Il ponte di barche prima possibile, un ponte sul Po nuovo di zecca con annessa pista ciclabile e un ponte bis sulla via Emilia. Queste le promesse per il territorio piacentino e per quello lodigiano. Dal faccia a faccia con le comunità locali in Prefettura, l'ingegner Pietro Ciucci, presidente di Anas, esce con impegni precisi

In primo luogo, entro l'estate, il ponte di barche provvisorio si farà sotto la regia di Anas, non con le sue competenze tecniche, che sono altre, ma con quelle che potranno arrivare dal genio pontieri o dalla ditta olandese che ha già lavorato per la Tav nel Piacentino, sentita dal sindaco di San Rocco Giuseppe Ravera.

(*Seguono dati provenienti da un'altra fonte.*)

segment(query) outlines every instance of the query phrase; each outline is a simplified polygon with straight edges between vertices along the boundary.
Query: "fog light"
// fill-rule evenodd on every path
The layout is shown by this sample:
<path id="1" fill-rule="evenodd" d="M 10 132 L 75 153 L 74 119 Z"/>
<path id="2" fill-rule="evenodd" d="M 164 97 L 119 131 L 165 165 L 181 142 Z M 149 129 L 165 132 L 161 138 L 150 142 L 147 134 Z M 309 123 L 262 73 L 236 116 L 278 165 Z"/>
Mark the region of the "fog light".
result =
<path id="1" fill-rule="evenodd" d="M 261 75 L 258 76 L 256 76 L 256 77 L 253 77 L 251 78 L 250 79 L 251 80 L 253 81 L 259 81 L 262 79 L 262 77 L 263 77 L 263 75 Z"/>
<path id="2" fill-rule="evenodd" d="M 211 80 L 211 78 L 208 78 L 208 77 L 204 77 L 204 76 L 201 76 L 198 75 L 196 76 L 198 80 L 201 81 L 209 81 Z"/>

Il costo sarà di centomila euro al mese fra noleggio e gestione. "Certo, se avessimo aiuti economici di operatori commerciali (ad esempio l'ipermercato Auchan di San Rocco al Porto che già in passato si è accollato parte dei lavori di manutenzione per renderli più celeri, ndr), questo aiuterebbe", ha detto Ciucci.

Per quanto riguarda il ponte da rimettere in piedi, Ciucci ha detto che non è il caso di "rattoppare" il viadotto collassato, investendo cinque milioni di euro per 8-10 mesi di lavori, che sarebbe una soluzione di ripiego. Si farà un ponte nuovo, anzi un nuovo impalcato antisismico, metallico, realizzato in fabbrica e poi montato, alto la metà di quello attuale, quattro metri anziché otto, più largo (12,40 metri), più aerodinamico. Forse con pista ciclabile. Verrà appoggiato sulle vecchie pile piacentine, mentre andranno rifatte quelle lombarde. Tempo: 14 mesi, costo 35-40 milioni. Inizio lavori in estate, a luglio, previe autorizzazioni della Soprintendenza sulle demolizioni del vecchio impalcato e delle pile non salvabili, appena il ponte sarà dissequestrato.

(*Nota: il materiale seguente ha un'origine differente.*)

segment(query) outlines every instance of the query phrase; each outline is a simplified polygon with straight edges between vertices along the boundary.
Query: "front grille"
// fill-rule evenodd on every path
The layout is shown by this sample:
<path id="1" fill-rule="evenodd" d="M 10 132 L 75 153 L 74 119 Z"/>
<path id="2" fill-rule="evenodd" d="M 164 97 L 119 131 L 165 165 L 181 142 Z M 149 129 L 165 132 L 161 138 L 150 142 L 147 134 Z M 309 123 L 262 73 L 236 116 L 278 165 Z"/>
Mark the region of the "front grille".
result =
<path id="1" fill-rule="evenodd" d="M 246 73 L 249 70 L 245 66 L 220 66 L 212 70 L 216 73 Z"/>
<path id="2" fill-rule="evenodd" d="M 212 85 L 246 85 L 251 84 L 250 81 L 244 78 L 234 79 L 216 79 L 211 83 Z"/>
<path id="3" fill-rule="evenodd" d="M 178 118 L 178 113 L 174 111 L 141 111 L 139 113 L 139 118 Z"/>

La rapidità d'azione dovrebbe essere garantita dal fatto che il caso piacentino-lodigiano verrà inserito in un'ordinanza sullo stato d'emergenza in corso di attuazione.

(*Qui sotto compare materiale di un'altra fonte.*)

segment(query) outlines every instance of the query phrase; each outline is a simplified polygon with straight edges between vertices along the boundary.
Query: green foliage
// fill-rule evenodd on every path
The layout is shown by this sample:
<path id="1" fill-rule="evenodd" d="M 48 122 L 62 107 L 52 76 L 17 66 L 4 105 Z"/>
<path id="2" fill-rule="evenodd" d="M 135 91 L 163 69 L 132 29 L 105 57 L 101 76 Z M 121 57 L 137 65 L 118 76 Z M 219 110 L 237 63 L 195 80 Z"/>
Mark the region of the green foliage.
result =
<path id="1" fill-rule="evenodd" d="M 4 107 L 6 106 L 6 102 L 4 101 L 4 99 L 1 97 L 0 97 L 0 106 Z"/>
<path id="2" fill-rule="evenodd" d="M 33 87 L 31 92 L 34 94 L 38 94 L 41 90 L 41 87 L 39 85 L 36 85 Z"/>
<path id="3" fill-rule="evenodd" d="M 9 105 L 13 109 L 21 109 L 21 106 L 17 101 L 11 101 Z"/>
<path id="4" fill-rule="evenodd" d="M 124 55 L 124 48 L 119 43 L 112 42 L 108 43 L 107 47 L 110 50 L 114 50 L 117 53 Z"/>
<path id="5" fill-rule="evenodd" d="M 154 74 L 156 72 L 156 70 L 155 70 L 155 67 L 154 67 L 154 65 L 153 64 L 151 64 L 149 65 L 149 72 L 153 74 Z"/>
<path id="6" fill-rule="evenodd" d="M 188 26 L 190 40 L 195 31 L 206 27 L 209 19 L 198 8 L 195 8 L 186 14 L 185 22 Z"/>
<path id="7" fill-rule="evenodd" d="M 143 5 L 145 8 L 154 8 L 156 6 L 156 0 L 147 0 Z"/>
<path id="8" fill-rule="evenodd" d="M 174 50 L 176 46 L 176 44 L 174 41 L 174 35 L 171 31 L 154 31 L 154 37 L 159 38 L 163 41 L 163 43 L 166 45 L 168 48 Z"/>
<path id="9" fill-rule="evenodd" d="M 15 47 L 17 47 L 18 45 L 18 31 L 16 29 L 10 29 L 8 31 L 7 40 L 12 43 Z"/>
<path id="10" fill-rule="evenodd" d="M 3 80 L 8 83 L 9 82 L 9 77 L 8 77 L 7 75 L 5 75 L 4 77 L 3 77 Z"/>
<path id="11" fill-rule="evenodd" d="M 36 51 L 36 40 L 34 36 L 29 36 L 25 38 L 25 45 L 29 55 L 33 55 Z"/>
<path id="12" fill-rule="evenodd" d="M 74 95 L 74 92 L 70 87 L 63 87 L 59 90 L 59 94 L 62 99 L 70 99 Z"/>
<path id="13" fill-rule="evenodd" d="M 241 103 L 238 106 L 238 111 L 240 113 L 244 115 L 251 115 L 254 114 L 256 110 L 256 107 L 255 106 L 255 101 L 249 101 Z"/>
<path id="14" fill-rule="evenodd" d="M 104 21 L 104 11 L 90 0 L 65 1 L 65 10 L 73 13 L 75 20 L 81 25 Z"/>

Resta in piedi il progetto di un ponte bis sulla via Emilia, in affiancamento all'autostrada A1, la famosa 'quarta corsia'. Costa 250 milioni, la finanziabilità andrà verificata - ha detto Ciucci - in accordo tra le Regioni Lombardia ed Emilia Romagna e guardando l'Expo 2015. Per quanto riguarda i pedaggi sull'Autosole nel tratto autostradale che copre la parte di via Emilia isolata dal crollo (tra i caselli di Piacenza Nord e Piacenza Sud) Ciucci ha precisato che "le attuali esenzioni coprono il 90% degli interessati, chi è fuori dai settanta comuni esentati ma ha attività in queste aree può chiedere il rimborso con una semplice e veloce autocertificazione".